彼氏が―――ユウキが居るのに。私はユウキを
裏切った。
バカみたい。何故罪悪感を覚えるのか。
だって先に裏切ったのはユウキの方なのに―――
あれこれ余分なことを考えたくなくて、私は自室でコーヒーを飲みながら、何となくニュースをつけた。テレビから流れる情報を耳にしたら、いっとき色んなことを忘れられる気がした。
けれど、これが間違いだった。
『次はお天気コーナーです。今日から明日にかけて低気圧が日本の南を発達しながら東北東に進み、明日には日本の東に進む見込みです。

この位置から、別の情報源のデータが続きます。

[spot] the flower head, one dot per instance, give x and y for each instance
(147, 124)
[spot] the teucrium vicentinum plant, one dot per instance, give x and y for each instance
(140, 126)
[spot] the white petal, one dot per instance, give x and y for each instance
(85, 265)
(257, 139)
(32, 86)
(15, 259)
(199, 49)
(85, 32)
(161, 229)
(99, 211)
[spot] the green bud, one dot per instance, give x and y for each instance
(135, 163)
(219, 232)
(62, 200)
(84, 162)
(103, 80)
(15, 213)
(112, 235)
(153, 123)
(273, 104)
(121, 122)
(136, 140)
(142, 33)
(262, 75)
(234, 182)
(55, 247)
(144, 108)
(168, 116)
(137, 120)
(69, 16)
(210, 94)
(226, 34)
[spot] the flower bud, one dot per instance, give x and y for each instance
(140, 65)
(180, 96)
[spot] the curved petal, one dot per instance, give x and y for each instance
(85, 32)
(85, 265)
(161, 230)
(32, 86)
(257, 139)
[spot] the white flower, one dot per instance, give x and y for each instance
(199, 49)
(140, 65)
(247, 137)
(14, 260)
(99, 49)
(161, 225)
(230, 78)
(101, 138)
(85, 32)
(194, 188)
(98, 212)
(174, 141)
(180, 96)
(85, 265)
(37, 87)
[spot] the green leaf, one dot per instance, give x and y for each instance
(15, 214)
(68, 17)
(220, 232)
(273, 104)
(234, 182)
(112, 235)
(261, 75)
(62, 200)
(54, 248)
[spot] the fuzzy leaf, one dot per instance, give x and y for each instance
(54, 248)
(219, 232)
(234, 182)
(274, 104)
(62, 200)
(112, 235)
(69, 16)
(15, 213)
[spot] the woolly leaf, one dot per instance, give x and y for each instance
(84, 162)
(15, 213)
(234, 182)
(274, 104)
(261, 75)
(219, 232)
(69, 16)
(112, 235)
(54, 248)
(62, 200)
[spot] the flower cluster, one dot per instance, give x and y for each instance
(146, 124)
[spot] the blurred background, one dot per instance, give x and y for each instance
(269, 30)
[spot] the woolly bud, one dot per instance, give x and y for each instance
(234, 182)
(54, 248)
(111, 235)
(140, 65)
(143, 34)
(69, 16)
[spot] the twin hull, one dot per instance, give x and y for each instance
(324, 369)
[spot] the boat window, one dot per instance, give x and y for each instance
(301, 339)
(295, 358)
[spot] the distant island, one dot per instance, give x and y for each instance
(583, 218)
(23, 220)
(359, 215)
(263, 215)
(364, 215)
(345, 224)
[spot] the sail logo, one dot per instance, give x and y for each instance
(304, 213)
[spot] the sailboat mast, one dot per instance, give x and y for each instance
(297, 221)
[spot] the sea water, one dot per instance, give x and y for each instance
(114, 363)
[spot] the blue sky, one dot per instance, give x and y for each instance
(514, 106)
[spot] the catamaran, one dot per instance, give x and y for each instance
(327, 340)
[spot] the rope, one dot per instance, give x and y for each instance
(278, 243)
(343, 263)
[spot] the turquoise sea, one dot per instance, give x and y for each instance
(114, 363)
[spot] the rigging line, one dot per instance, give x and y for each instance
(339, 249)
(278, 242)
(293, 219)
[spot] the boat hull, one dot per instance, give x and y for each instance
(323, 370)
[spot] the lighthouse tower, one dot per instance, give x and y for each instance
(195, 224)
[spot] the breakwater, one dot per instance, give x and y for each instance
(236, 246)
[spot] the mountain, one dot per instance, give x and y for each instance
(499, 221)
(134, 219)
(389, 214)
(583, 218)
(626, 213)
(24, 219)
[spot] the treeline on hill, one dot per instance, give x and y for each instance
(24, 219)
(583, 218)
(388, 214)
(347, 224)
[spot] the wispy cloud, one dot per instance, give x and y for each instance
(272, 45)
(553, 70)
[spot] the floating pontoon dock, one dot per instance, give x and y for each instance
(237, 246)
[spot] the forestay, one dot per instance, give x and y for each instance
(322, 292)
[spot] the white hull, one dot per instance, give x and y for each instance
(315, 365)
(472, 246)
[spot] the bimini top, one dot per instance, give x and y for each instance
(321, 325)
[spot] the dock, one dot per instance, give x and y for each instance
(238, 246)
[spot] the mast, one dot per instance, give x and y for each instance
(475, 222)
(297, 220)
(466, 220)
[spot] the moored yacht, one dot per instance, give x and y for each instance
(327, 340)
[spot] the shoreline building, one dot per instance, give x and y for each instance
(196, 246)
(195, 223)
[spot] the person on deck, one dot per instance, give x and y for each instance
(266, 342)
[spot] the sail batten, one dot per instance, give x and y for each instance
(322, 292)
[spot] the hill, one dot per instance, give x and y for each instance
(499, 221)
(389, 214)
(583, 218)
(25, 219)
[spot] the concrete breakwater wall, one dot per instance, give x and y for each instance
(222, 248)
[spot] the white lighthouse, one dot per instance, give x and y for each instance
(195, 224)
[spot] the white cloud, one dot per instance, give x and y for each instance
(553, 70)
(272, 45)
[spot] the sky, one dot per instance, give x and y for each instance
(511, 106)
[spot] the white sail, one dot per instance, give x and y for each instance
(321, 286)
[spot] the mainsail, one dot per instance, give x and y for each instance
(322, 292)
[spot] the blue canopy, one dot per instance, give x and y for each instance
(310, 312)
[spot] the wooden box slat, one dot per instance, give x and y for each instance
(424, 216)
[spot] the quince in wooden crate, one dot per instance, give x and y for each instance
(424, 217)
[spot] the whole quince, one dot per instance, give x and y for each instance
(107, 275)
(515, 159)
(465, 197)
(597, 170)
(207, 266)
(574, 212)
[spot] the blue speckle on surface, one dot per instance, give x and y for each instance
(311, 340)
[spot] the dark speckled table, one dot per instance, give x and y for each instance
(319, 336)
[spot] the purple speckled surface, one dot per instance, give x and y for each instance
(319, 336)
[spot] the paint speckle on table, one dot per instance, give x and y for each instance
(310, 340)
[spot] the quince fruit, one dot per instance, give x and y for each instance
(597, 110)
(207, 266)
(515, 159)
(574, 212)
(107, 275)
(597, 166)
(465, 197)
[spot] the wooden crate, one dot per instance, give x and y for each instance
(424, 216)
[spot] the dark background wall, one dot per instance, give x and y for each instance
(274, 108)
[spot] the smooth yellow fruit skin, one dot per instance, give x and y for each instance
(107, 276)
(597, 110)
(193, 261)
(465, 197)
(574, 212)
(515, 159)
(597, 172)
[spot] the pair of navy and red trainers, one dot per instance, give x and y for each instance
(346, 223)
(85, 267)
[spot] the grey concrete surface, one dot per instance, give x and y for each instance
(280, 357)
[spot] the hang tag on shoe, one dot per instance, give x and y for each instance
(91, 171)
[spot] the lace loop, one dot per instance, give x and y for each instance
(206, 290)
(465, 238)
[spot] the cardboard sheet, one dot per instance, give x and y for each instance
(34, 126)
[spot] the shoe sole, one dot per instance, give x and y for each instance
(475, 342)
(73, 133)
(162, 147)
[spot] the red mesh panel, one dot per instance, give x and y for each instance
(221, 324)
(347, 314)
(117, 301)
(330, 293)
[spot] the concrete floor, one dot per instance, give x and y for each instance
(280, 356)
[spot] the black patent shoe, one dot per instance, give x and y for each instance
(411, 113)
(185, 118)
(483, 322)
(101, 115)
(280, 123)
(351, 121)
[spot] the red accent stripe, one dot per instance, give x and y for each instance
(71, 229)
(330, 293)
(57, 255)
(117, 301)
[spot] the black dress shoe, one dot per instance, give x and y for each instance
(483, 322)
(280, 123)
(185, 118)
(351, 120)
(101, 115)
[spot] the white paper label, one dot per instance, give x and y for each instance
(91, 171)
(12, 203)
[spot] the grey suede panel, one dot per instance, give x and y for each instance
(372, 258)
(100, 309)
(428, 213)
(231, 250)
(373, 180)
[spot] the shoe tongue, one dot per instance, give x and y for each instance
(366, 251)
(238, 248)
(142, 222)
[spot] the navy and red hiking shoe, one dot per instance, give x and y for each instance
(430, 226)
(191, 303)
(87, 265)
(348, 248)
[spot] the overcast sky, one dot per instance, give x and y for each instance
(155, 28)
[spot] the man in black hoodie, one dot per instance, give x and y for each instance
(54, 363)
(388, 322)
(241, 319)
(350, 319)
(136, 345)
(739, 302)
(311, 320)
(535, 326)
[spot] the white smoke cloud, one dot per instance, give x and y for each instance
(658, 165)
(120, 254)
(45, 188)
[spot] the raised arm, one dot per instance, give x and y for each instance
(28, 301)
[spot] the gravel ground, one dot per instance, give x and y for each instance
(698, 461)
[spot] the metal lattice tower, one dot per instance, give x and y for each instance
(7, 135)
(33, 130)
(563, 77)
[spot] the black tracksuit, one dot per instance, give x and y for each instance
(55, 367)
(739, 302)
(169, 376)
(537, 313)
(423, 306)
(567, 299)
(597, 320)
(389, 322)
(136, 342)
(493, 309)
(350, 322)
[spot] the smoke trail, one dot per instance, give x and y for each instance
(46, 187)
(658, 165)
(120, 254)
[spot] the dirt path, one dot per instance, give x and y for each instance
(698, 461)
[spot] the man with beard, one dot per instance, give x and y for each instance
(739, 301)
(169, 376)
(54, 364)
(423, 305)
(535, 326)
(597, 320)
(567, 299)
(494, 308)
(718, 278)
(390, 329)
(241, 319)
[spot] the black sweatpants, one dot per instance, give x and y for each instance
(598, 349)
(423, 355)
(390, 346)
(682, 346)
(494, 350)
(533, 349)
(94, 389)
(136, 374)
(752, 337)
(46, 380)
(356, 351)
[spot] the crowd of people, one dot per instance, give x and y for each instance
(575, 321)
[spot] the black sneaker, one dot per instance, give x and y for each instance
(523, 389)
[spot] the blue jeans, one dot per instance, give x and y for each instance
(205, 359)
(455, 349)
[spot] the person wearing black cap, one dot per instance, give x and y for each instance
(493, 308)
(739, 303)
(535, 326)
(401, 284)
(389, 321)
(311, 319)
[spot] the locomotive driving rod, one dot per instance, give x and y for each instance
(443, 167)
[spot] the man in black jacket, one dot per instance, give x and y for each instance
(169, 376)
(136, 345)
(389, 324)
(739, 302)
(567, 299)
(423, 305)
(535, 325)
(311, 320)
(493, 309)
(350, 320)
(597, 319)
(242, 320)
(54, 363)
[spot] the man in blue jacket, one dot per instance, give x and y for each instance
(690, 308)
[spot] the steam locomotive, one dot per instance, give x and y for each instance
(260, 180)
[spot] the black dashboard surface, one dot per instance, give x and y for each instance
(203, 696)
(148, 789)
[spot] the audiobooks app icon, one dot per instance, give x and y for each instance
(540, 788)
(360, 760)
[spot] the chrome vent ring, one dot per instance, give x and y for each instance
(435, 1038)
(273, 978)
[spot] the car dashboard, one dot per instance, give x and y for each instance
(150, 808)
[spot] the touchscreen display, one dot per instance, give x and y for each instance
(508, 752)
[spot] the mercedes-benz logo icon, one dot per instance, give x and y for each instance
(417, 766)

関東甲信地方では今夜から雨が次第に雪に変わり、あす午前中にかけて山沿いを中心に、平野部でも積雪となる所がある見込みです。雪による交通障害、架線や電線、樹木等への着雪、路面の凍結に注意してください』
大きな液晶テレビからお天気キャスターの機械的な言葉が流れたのを聞いて、私は窓の外を眺めた。
確かに今日は、いつも以上に―――冷えている気がする。
自室にしている寝室もひんやりと冷気が渦巻いている。私はガウンの前を合わせてテレビのスイッチを切ろうとリモコンに手を伸ばした――――所で、その動作をふと止めた。
『続いて次のニュースです』
画面が切り替わり、見知った路地裏が現れたのだ。